I got my first cell phone in middle school, when I was at a boarding school in Tianjin. It was the first time I had lived apart from my family and my father bought me the bricklike device so I could chat with him for a little bit every day. Later that year, I got a better phone and passed my first one on to my mother.
That was some 12 years ago.
Now, I have almost 20 used cell phones in the bottom of a drawer or scattered around my apartment. Getting rid of any of them is a chore.
For me, cell phones are far more than communication devices that can be used to make calls and send text messages. They also have MP3 players, e-books, cameras and other things you can use to kill time while waiting for a bus. I sometimes sit on a couch and play with my cell phone for hours, and it has already become an indispensable part of my life.
I usually decide it's time to get rid of an old phone when a new one with features that I can't resist has been released.

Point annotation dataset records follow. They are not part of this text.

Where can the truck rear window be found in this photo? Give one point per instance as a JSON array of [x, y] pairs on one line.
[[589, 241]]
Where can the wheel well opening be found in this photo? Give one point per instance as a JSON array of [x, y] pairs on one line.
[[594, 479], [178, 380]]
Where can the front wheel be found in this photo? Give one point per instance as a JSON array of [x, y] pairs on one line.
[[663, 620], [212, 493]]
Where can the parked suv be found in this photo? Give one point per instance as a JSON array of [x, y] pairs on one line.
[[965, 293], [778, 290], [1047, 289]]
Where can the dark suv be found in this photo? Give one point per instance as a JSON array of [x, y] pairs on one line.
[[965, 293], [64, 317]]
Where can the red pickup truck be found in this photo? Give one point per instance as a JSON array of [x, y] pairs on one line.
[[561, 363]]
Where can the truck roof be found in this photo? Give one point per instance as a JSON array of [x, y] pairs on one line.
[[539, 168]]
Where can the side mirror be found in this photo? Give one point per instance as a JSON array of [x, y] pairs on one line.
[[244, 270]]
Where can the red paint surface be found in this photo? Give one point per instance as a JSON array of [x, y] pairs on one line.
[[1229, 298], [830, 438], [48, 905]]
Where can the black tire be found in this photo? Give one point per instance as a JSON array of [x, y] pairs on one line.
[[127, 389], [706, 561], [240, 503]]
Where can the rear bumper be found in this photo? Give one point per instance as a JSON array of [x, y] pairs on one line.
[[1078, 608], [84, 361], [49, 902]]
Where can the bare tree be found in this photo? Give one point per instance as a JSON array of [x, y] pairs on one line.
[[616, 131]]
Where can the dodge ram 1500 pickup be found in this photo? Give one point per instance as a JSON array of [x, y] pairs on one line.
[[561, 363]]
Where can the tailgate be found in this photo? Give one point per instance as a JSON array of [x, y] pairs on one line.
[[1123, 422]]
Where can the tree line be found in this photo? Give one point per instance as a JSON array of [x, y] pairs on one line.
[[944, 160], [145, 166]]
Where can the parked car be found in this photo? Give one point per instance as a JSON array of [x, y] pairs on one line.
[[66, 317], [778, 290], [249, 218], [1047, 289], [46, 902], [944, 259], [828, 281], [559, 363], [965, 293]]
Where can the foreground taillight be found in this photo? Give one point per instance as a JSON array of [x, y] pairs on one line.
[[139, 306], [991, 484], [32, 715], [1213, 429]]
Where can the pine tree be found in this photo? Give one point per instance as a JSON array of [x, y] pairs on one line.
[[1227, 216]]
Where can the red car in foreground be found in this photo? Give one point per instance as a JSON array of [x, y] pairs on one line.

Some of the phones I've discarded have gone to my mom or other relatives. Most of the others get left lying about wherever I have space for them.
I'll keep holding onto them. They may be old but they still work - and they've been with me for so long.
I won't sell them on the secondhand market either. I keep a lot of personal information, contact information, pictures and files on the phones and don't want that to be released.
Even now, I'm thinking about getting a new one. The device I have in mind is such a stunner that I feel almost compelled to make it mine. I say this even as some of my old favorites sit piled up high on the shelves, collecting dust.
Ye Xiaowen was talking to China Daily reporter Zheng Xin.